Opting down in promotional email marketing is a logical choice, but it’s not the only way subscribers can stem the rising tide of email. For many marketers (business-to-business, travel, services), a high volume of email messages is the result not of constant promotional offers but the overall mix of many different message types.

When you combine newsletters, video/blog content, event-related messages, triggered email, and reminders/alerts with promotional offers, sometimes it makes more sense to offer category opt-downs vs. frequency opt-downs, since many subscribers will be satisfied to maintain a minimum level of contact rather than unsubscribe completely, giving them an option to remain subscribed to your email newsletter is an excellent option.

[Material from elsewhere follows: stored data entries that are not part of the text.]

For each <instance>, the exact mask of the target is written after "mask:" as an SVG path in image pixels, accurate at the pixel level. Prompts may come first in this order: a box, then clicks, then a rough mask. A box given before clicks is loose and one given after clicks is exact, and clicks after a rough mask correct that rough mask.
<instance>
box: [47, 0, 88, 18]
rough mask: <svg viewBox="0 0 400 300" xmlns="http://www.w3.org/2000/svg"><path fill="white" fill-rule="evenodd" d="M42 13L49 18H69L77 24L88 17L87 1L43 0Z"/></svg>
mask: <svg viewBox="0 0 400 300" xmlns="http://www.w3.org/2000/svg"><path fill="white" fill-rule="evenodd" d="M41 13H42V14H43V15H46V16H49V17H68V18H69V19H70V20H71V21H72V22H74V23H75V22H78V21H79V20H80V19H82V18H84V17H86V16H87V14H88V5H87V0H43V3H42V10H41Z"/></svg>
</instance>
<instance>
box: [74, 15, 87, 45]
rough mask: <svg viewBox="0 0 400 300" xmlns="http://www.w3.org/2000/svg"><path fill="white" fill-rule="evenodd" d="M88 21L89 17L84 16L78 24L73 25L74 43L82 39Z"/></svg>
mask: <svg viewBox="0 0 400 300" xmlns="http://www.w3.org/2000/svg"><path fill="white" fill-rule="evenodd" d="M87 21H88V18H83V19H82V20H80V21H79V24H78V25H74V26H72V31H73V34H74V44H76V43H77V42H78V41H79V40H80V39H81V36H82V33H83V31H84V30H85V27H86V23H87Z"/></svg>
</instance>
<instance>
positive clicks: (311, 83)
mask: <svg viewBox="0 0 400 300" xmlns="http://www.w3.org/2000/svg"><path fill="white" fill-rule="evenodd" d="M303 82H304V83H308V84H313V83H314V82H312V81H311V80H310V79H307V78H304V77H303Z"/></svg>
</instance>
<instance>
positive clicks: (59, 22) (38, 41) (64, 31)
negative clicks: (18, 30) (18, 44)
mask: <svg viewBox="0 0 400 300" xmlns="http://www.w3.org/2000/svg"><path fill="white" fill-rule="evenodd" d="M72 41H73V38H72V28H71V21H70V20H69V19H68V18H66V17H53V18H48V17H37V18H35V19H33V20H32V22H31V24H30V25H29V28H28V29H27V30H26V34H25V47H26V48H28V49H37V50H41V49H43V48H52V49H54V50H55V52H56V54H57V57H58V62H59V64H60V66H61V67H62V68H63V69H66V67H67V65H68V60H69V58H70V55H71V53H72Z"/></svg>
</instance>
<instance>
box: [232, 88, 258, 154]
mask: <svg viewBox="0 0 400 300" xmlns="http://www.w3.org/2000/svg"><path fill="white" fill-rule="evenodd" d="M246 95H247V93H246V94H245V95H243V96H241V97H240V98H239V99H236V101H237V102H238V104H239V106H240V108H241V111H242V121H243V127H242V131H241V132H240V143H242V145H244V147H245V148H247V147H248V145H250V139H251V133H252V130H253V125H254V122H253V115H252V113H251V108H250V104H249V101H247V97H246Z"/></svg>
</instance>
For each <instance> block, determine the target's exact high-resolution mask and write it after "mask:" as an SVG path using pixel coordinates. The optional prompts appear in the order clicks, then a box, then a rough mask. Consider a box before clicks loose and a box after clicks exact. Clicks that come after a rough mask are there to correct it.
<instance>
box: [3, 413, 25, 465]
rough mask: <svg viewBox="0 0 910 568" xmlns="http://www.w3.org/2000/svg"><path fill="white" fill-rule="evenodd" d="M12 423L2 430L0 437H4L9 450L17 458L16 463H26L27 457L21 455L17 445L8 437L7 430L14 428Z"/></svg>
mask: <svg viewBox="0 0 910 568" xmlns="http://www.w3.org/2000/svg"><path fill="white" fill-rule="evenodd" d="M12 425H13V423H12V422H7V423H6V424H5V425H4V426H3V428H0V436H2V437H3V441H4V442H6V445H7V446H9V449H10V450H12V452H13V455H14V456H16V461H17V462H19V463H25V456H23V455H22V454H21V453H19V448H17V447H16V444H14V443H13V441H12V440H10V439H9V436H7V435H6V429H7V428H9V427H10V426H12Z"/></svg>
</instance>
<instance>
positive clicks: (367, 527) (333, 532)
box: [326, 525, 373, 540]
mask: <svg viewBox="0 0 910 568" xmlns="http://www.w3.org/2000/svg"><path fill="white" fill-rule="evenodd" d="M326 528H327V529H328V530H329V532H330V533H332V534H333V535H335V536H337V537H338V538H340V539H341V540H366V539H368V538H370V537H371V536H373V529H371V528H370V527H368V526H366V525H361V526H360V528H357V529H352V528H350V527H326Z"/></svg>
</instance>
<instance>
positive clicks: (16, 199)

3. Include an email “change-of-address” function

The third way to give subscribers the choice and control they need to avoid leaving your list is to allow them to change or update their email address. The fact is, people will need or want to update the email address they’ve given you for many reasons, hera are the most common:

  • They change email account providers due to a move or job change.
  • They revise their chosen subscribed address from a work to a personal email address (or vice versa).
  • They abandon a consumer email account that is receiving overwhelming, unstoppable amounts of spam for a clean new primary email address.

If your subscribers want to update their email address with you, let them do so. Provide a function that allows them to do that.

4. Pay attention to message format choices

Nowadays, with the fact that nearly 60% of all email being opened on mobile devices, message format and rendering become the main concern. Often, to stay interested and engaged with your email messages, subscribers need to receive your emails in a more easy-to-read format. That means offering them the choice of plain text vs. HTML, or allowing them to indicate the device on which they normally interact with email. These options can be integrated into your unsubscribe pages to mitigate opt-outs, into an email (or overall account) preferences center, or both.

If you suspect message format and rendering issues might be causing people to leave your list, offering simplified format choices is a must.

5. Communicate beyond email

Finally, just because someone leaves your email list doesn’t mean he doesn’t want to hear from you at all anymore. If they have been a customer before leaving your email list, make sure to keep in touch through alternative channels, such as direct mail, catalog, and social media. Track a list member’s buying behavior after the unsubscribe. Chances are, they may simply not be a fan of email as a marketing channel. However, they might be still fond of your brand.

Be selective. Don’t cease all communication to subscribers who opt out of email. Monitoring customer engagement and purchase history across all channels is essential to knowing where and through which it economically pays to continue customer communication, reduce it, or cease it altogether.

Whenever you see the email list opt-out as a learning opportunity rather than a loss, you will see it in a more positive light and reap additional insight into your subscriber base. Activating even a few of the ideas above will not only help you keep more email list members but also tell you a lot about where you can improve your programs to prevent opt-outs or complaints in the future.